Dans la crise bissao-guinéenne, l'ECOMIB (Mission de la CEDEAO en Guinée-Bissao) s'est déployée en un temps record (un mois tout juste après le coup d'État du 12 avril) et à partir d'un financement exclusivement africain. Stationnée à Bissao depuis plus d'un an, l'ECOMIB remplit son mandat : elle a permis le retrait des troupes angolaises, elle appuie la mise en oeuvre de la réforme du secteur de la sécurité et, enfin, sécurise la transition et le processus lectoral en cours. C'est un véritable succès pour la CEDEAO.
La CEDEAO est ainsi un acteur incontournable de la paix et de la sécurité régionale, mais, nous en sommes tous conscients.
Les interventions de la Force en attente de la CEDEAO se heurtent à des problèmes récurrents dans les domaines de la génération de forces, de la logistique et du financement. Il appartient à l'Afrique de l'Ouest et la CEDEAO d'agir. La CEDEAO en a la volonté politique. Comment l'aider dans cette voie ? Le sommet de l'Élysée pour la paix et la sécurité en Afrique a, notamment, pour objet de répondre à cette question : comment la France peut-elle aider l'Afrique, et donc l'Afrique de l'Ouest, à se doter des capacités pour intervenir demain dans une situation de crise ? Sans préjuger des conclusions du sommet, je pense que nous pourrions mettre à profit ce déjeuner pour échanger sur ce thème mais aussi sur la dynamique d'intégration en cours dans la CEDEAO.
Enfin, vous le savez, les enjeux de paix et de sécurité en Afrique de l'ouest ont des incidences directes sur mes compétences ministérielles, notamment lorsque des ressortissants français sont concernés. Sans entrer dans le détail de ces affaires éminemment sensibles, je souhaiterais simplement remercier l'ensemble des États d'Afrique de l'ouest pour leur soutien et leur aide dans ces épreuves difficiles et humainement douloureuses.
Je souhaite, en particulier, saluer notre action commune menée dans le cadre de la résolution 1624 du CSNU (Les États doivent s'assurer que toutes les mesures qu'ils adoptent pour appliquer la résolution sont conformes à toutes leurs obligations en vertu du droit international, notamment les droits de l'homme, le droit des réfugiés et le droit humanitaire), sanctionnant l'apologie du terrorisme.

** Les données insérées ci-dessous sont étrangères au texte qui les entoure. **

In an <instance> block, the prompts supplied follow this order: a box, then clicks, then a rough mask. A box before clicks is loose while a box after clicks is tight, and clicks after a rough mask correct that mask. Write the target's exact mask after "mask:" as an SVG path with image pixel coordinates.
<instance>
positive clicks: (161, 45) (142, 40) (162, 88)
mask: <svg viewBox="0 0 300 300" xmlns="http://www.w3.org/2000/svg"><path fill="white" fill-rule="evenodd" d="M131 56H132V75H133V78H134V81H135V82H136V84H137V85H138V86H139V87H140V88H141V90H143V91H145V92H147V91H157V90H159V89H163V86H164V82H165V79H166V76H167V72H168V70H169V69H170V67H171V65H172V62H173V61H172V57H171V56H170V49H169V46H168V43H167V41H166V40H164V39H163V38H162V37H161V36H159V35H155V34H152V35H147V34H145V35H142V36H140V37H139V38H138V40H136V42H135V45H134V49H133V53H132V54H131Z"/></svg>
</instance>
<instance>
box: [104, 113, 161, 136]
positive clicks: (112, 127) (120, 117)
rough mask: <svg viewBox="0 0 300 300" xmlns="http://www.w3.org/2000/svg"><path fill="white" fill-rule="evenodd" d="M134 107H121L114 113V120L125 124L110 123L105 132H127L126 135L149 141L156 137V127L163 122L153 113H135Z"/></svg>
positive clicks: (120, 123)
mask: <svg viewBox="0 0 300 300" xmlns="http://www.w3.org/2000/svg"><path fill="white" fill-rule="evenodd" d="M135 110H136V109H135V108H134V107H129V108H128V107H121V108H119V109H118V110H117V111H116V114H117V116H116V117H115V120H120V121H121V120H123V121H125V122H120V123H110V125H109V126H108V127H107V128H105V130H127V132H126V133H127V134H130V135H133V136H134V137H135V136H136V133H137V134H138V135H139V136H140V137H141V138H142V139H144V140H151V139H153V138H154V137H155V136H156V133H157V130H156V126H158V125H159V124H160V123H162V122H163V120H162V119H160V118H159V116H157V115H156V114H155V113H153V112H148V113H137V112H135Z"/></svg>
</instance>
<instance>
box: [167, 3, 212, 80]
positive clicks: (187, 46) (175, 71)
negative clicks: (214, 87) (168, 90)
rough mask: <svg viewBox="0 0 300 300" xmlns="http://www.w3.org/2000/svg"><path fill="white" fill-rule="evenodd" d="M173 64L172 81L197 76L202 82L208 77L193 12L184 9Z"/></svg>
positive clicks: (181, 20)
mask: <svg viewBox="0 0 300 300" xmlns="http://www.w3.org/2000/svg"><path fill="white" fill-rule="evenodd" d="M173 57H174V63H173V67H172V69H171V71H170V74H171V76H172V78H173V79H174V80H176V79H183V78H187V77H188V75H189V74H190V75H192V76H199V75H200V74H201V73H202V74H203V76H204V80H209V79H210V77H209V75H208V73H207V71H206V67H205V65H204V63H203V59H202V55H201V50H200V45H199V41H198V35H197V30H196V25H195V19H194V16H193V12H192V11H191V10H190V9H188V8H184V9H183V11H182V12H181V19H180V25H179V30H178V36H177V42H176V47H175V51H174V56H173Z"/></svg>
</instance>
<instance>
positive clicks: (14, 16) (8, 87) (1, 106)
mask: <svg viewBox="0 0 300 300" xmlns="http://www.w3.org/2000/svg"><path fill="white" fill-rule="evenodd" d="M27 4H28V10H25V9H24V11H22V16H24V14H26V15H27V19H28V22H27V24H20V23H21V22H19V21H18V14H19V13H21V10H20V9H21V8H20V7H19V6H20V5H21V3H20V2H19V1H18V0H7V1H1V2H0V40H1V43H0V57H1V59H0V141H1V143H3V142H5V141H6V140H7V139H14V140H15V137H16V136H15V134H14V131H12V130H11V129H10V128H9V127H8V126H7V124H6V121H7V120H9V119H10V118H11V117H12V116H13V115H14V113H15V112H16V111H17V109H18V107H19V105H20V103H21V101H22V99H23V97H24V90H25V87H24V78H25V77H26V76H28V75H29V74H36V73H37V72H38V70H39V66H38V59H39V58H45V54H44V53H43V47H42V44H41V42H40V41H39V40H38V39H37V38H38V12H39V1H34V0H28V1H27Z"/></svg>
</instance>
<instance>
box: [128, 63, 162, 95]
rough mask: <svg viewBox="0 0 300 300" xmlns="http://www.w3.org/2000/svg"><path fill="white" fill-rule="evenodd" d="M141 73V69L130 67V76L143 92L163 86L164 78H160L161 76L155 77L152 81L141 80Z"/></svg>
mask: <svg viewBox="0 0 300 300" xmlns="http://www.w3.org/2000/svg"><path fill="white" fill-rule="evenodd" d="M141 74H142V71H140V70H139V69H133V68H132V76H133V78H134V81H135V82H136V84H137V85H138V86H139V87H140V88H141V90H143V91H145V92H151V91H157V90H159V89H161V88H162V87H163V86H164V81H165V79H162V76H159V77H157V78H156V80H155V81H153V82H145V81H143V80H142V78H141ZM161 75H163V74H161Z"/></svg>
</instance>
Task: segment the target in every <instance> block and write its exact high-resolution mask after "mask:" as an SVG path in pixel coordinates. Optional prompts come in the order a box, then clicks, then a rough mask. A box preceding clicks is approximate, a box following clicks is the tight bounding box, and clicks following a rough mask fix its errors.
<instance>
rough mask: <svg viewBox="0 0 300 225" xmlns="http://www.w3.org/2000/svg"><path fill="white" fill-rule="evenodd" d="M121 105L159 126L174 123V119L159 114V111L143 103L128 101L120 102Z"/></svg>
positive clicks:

La France soutient également le travail effectué dans le cadre du mémorandum d'Alger (Forum global contre le terrorisme) auquel nombre de vos pays respectifs ont participé. Par ailleurs, les dispositions de la Convention relative à l'entraide judiciaire en matière pénale (Dakar 1992) ainsi que celles de la Convention sur l'extradition (Abuja 1994) sont une avancée.
Le terrorisme est un défi qui nous rassemble, tant il menace notre sécurité, en France mais également dans vos pays respectifs. En cela, le rôle des pays de la CEDEAO dans l'action menée par la MINUSMA, a été essentiel. Je serai à l'écoute de toutes vos remarques à ce sujet, mais je tiens, bien sûr, à saluer les dispositions qu'ont prises vos gouvernements en faveur de la paix et de la sécurité en Afrique de l'Ouest. Soyez-en remerciés.